How hysterically funny about Mazzucato's "Entrepreneurial State"

You will recall that a central theme of Marianna Mazzucato's book, The Entrepreneurial State, is that all this gee whizz techno shiny shiny that we see around us really comes from stuff that the government has originally subsidised, invented, come up with or otherwise spirited into creation. And of course, the outcome of this is that all your money belong to us.

And one of the examples she gives is the way that the British government subsidised the work that made Apple's iPhone a possibility. Specifically, on touch capable screens able to understand dual movements (things like "pinch and zoom"), something crucial to the technology.

Ah, sadly no, as my sometimes colleagues over at The Register reveal.
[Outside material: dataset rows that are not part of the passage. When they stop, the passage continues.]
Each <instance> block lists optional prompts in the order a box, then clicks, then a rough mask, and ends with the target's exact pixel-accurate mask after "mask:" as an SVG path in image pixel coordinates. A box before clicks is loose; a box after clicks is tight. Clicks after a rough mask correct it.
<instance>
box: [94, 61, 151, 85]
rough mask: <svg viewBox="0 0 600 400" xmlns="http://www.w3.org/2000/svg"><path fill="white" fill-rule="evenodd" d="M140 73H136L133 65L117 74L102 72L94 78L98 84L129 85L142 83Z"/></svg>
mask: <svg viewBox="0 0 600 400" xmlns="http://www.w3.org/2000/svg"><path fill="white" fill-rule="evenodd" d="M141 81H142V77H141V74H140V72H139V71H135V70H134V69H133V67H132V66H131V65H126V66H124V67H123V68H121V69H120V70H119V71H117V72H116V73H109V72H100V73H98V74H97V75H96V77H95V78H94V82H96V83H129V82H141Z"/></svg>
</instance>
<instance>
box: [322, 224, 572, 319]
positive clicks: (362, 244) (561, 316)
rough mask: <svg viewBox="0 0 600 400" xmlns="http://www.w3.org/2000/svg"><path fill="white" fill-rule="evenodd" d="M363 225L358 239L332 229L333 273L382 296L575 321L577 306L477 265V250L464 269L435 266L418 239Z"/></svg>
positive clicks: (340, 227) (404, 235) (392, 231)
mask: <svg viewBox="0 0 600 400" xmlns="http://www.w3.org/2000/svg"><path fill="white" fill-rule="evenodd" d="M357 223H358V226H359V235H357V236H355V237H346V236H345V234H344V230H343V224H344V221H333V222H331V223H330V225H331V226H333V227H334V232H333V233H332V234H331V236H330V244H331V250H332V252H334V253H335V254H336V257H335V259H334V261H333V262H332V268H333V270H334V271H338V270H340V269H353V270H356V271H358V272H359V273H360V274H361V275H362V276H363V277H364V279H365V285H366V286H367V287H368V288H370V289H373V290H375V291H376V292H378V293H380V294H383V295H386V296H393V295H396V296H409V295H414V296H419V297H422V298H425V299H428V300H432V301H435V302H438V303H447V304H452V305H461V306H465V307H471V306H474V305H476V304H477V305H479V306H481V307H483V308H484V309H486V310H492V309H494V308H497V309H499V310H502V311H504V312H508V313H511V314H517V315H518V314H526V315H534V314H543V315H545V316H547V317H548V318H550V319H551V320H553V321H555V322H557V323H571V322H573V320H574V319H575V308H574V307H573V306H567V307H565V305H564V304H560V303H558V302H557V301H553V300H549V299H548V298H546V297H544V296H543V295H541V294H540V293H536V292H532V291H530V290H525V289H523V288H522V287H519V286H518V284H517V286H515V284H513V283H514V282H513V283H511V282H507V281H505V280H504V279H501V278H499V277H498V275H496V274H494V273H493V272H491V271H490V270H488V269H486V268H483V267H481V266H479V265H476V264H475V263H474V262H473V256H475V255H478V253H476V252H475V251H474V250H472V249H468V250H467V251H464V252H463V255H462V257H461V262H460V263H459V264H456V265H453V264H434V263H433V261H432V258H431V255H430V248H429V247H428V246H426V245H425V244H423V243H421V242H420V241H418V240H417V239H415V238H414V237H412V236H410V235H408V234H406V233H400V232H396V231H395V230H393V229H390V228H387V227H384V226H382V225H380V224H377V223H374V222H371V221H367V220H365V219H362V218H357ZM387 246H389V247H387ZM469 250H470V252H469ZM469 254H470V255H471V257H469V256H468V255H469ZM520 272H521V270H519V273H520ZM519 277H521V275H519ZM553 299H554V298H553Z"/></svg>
In fact, a plucky British inventor did come up with the idea, did indeed go to the government and they screwed around so much and for so long that another inventor got there first and was bought up by Apple.

Fentem submitted a funding application to Nesta in January 2003, while he continued to work on new prototypes. "When I first approached Nesta I was told that I would receive a funding decision within 6 weeks," he says. "However, it took Nesta a year to just write the contract. To put that in perspective, it took Apple only 2 years to conceive, develop and commercialise the entire iPhone."

It's worth reading the whole five pages at Andrew Orlowski has done an excellent job there. And the truth is that Nesta, the British government, did not in fact develop multitouch screens. In fact, they managed to cock up the development process so badly that someone else developed it. An advertisement for government direction of innovaiton this is not.

And it also rather guts Mazzucato's basic contention.

One problem, as I see it, is that it is in fact true that invention doesn't happen in isolation. We're all standing on the shoulders of giants after all. But what that means is that the next incremental improvement in whatever it is is ripe, ripe for the plucking as a result of all of the thousands of years of science and technology that we already have. That in turn means that to pluck it one needs to move quickly. And quick movement is just not something you're ever going to get when the State is involved.

Basic scientific research? Dreaming in ivory towers? Sure, the results will be public goods and there's a good argument for some tax funding there. But it's just not going to work in developing actual products and technologies. As the screens for the iPhone show, whatever the stories that Mazzucato is telling.